On a farm there are endless tasks. There are discretionary and non-discretionary tasks as well. In summer we operate nearly exclusively on non-discretionary tasks. The cucumbers, the sweet corn, the melons must be picked and there is no discretion to be made about it. The boxes must be packed. The trucks must go out.
The room for accomplishing non-discretionary tasks on a farm is harder to find. There is a mounting list of broken equipment. Maintenance to be done. Roads to grade. Trees to prune. Decks to power-wash and stain. Fencelines to repair. Rocks to pick. Yards to mow. A shop to build. A zert to grease. A gutter to clean. A leak to fix. Who will do it and when? How long will the discretionary tasks need to wait to be done before they’re no longer discretionary? A farm is blanketed in these tasks. They rejuvinate by the dozens each day.
Good farmers are excellent at prioritizing. With endless tasks to be done we must know how to find time. How to manage it all as the seasons change and the priorities change and the energy level for certain tasks rise and fall.
You may still remember all the rain we had this Spring. There was a disease or blight that was starting to grow on our tomato plants and so we pruned them back heavily this year. The heavy pruning set the plants back quite a bit. In previous years we were already giving 5lb bags of tomatoes every week at this time. We’re seeing lots of green tomatoes on the plants and expect production to pick up here in the next week or so. This year we will be giving tomatoes later into the year than in previous years.
Goodbye Melons, Hello Winter Squash!
Melon season is also coming to an end soon. This week we will be sharing cantaloupes and canary melons. Watermelon season is over now. The Canary melons have a bright yellow rind with a crispy, sweet, green flesh. The canary melons are a personal favorite that can be very sweet when fully ripe. Their flesh resembles the texture an color of a cucumber, but contains all the sweetness that a melon should contain. The smell of two macro bins of melons when you walk into the cooler feels like a kind of smell-therapy.

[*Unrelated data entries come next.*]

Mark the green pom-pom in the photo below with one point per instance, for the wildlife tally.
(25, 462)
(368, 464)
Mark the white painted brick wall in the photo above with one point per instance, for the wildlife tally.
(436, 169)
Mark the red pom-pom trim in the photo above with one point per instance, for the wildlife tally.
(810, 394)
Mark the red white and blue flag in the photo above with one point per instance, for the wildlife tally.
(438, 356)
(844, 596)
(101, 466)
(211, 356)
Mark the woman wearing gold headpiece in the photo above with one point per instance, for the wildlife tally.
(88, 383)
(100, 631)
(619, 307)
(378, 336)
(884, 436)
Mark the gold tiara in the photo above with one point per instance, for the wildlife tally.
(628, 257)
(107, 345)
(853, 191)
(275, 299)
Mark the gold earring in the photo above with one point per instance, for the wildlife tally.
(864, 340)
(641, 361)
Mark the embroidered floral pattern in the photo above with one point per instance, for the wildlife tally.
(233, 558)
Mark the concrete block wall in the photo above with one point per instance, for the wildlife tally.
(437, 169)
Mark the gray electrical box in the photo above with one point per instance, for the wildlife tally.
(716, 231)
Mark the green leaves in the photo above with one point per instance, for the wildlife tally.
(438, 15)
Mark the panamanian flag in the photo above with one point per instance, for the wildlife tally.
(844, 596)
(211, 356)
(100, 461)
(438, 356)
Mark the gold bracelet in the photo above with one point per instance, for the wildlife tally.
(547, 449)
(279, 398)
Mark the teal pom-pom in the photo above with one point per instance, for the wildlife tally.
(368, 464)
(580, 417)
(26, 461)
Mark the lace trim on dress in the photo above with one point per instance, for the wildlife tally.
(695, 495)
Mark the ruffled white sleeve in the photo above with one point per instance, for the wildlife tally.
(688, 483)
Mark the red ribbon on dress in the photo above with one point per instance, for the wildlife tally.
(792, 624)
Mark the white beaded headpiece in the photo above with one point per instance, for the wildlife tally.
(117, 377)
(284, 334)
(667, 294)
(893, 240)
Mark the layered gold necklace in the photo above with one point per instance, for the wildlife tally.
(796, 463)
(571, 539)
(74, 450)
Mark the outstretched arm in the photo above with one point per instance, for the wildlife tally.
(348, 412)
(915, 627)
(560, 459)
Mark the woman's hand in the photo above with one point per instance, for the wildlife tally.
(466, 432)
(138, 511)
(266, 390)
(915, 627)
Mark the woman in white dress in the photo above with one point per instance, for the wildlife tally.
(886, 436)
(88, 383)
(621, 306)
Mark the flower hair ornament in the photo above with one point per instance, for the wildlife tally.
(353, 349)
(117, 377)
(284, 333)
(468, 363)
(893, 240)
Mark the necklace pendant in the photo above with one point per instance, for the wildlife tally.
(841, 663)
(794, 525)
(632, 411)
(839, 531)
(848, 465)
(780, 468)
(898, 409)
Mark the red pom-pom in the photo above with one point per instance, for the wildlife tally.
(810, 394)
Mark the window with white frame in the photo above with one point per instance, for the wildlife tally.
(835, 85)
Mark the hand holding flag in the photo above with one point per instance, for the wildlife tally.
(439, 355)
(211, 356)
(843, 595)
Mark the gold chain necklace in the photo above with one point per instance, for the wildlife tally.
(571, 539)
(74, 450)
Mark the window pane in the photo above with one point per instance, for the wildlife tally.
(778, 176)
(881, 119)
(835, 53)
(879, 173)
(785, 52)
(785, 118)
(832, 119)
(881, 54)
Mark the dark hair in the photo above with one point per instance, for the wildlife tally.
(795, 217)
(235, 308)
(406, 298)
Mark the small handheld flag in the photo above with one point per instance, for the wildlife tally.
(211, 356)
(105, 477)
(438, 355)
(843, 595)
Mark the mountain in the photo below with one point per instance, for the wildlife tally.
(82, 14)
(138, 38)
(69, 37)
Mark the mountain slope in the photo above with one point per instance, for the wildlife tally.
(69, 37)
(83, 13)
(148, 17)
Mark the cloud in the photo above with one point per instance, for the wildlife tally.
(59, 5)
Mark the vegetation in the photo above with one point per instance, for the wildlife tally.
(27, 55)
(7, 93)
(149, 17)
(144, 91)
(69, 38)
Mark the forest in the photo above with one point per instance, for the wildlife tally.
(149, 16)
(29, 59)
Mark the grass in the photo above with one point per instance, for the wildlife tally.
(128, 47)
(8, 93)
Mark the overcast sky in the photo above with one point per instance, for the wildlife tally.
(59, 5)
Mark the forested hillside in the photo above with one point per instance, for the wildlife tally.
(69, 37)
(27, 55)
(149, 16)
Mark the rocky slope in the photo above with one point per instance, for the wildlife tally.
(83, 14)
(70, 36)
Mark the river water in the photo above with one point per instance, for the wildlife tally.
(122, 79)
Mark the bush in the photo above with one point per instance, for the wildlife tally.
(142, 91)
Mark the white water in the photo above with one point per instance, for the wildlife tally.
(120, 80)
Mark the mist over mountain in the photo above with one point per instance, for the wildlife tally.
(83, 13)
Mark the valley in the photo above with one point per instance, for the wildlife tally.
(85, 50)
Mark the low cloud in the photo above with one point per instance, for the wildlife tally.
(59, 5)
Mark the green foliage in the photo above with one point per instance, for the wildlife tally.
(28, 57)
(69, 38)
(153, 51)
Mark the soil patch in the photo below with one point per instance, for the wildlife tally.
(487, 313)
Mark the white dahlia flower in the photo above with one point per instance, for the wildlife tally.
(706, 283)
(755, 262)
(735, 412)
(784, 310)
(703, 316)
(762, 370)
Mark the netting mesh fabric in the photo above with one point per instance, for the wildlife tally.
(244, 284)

A heavenly smell that triggers a flood of happy hormone release in the brain.
As the melon patch begins to looks spent, the winter squash field begins to look mature. There are bright orange and yellow fruits ready for harvest in there. The potato patch is beginning to die back. The Brussels sprouts look like an upcoming superstar and I can’t wait to dig up the first sweet potatoes to see how well they’ve done. From above ground they look full and healthy. Signs of Fall all around!